This blog post was originated from a conversation I had with Sergio Romo. But it comes perfectly with the new release from Facebook on Instant Articles
I have 3 thesis about how we consume content: the one I want (because I like it), the one I see it has a future, and the one I can’t understand because it’s counterintuitive.
1-Content
The one I like is the hypothesis that content rules how we consume news, media and knowledge. This is one of the reasons I like Medium. The content is usually of high quality even if it’s not the one I consume the most (here is where Sergio is right in his post). I would love to read all the great content in only one place without having to be opening apps and tabs.
2-The one with future
The one that I believe it has future is the way Buzzfeed create content. A mix of original content, some linking, some curation and a lot of distribution. The problem is when you focus more in the virality of the content than in the content itself. Most of their readers got used to see lists and funny content so they are not expecting good quality content to come from them (even when it actually does). That is probably the reason why I don’t go to Buzzfeed for my daily dosis of knowledge.
3-The one I can’t understand
The one I can’t understand (because it’s counterintuitive) is the one where I wouldn’t need a platform where to access the content or don’t need to identify a place with “quality content” because the news come to me and I read them where they are produce (remember with no platform, agnostic origin, no friction).
The quality is not defined by the platform but by an AI that knows myself more than I know me. The distribution is directly to my phone in the way I most prefer to consume content. It adapts the content to my preferences, keeping the quality but changing the UI to embrace my best experience.

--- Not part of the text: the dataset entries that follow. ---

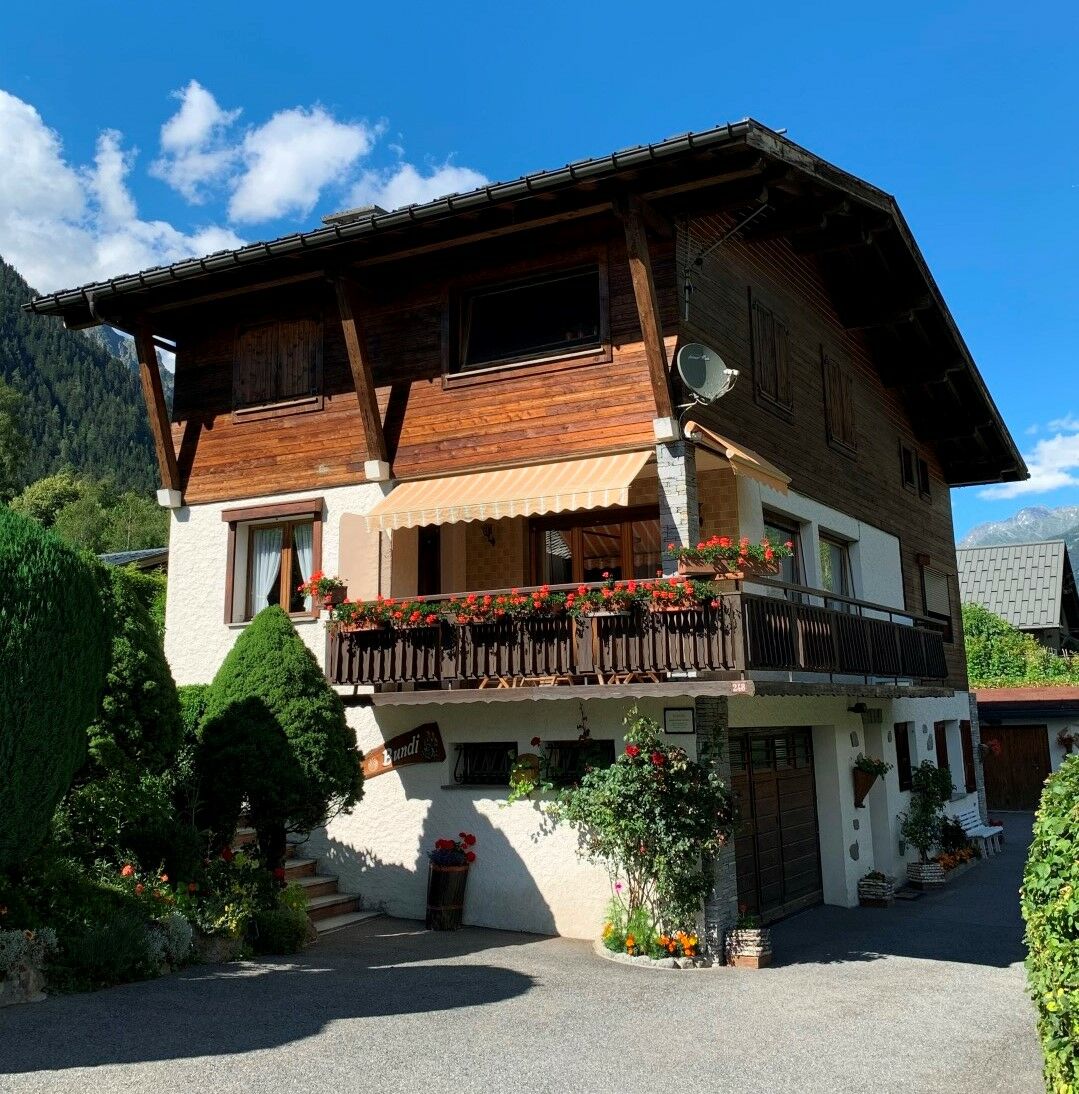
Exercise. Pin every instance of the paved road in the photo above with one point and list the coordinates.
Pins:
(924, 997)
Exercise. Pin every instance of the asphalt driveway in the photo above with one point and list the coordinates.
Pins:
(924, 997)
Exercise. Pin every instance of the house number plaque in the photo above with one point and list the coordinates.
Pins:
(421, 745)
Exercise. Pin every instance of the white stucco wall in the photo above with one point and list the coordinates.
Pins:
(197, 638)
(528, 874)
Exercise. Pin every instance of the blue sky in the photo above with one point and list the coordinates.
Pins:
(964, 111)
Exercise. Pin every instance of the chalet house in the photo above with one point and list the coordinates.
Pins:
(478, 393)
(1031, 585)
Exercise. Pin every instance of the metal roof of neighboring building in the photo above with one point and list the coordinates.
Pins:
(1022, 583)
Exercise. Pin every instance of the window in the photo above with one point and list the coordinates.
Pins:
(835, 567)
(940, 741)
(271, 550)
(839, 405)
(902, 733)
(567, 760)
(544, 316)
(914, 472)
(623, 543)
(970, 779)
(770, 346)
(778, 531)
(277, 362)
(937, 593)
(485, 765)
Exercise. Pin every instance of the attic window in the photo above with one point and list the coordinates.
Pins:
(546, 316)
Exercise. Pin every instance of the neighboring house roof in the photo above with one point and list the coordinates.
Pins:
(856, 233)
(1023, 583)
(143, 559)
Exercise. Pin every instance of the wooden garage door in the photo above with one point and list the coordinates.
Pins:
(776, 846)
(1013, 779)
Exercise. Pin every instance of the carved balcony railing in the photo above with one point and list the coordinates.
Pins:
(766, 627)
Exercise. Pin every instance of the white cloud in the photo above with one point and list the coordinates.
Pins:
(195, 150)
(1053, 463)
(291, 159)
(404, 185)
(60, 225)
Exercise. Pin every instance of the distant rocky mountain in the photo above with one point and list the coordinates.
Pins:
(81, 398)
(1029, 525)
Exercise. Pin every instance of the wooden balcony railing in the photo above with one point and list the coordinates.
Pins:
(773, 628)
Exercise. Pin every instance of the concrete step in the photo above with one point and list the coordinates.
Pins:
(294, 869)
(317, 884)
(332, 904)
(336, 922)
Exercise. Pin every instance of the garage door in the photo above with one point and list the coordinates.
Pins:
(776, 845)
(1013, 779)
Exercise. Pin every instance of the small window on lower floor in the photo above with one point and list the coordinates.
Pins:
(567, 760)
(485, 765)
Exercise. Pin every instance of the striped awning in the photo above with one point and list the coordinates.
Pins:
(742, 461)
(594, 483)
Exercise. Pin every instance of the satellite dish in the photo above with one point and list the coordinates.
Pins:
(704, 372)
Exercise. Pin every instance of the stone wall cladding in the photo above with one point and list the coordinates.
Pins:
(720, 912)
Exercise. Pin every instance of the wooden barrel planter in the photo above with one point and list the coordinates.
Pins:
(445, 897)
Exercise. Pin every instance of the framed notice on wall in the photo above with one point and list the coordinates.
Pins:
(679, 720)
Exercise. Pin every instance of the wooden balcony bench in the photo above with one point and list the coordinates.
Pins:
(986, 835)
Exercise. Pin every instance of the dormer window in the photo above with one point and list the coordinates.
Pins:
(531, 319)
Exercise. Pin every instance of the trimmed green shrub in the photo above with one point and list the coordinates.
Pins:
(318, 774)
(138, 726)
(54, 652)
(1050, 902)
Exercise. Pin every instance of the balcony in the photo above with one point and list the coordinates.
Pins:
(766, 629)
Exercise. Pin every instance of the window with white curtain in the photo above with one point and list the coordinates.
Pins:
(279, 560)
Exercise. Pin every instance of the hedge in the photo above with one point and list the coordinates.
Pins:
(54, 651)
(1051, 908)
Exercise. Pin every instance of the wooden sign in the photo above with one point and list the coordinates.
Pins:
(421, 745)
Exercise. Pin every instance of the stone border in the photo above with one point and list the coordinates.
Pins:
(703, 964)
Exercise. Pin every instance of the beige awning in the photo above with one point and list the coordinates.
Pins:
(742, 461)
(595, 483)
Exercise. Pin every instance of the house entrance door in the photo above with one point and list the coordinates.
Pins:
(776, 845)
(1013, 779)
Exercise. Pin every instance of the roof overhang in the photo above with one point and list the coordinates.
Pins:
(856, 234)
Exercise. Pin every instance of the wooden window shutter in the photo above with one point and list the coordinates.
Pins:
(970, 779)
(902, 734)
(940, 735)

Trying to make people consume content by opening apps or scrolling down their browser is not necessary the right way to do it. We consume the content in the way is deliver to us. We are adapting ourselves to the vehicles of distribution when it should be the other way around. Some people consume content through newsletters, other through apps, other webapps, on their iphone, ipad, or laptop. We are all different and unique but we have treat our content as this industrial last century production of similarities. We shouldn't tell the consumer how or where to consume, but give it as show wants it where she wants it. Adapt the distribution and content to our habits, not vice versa.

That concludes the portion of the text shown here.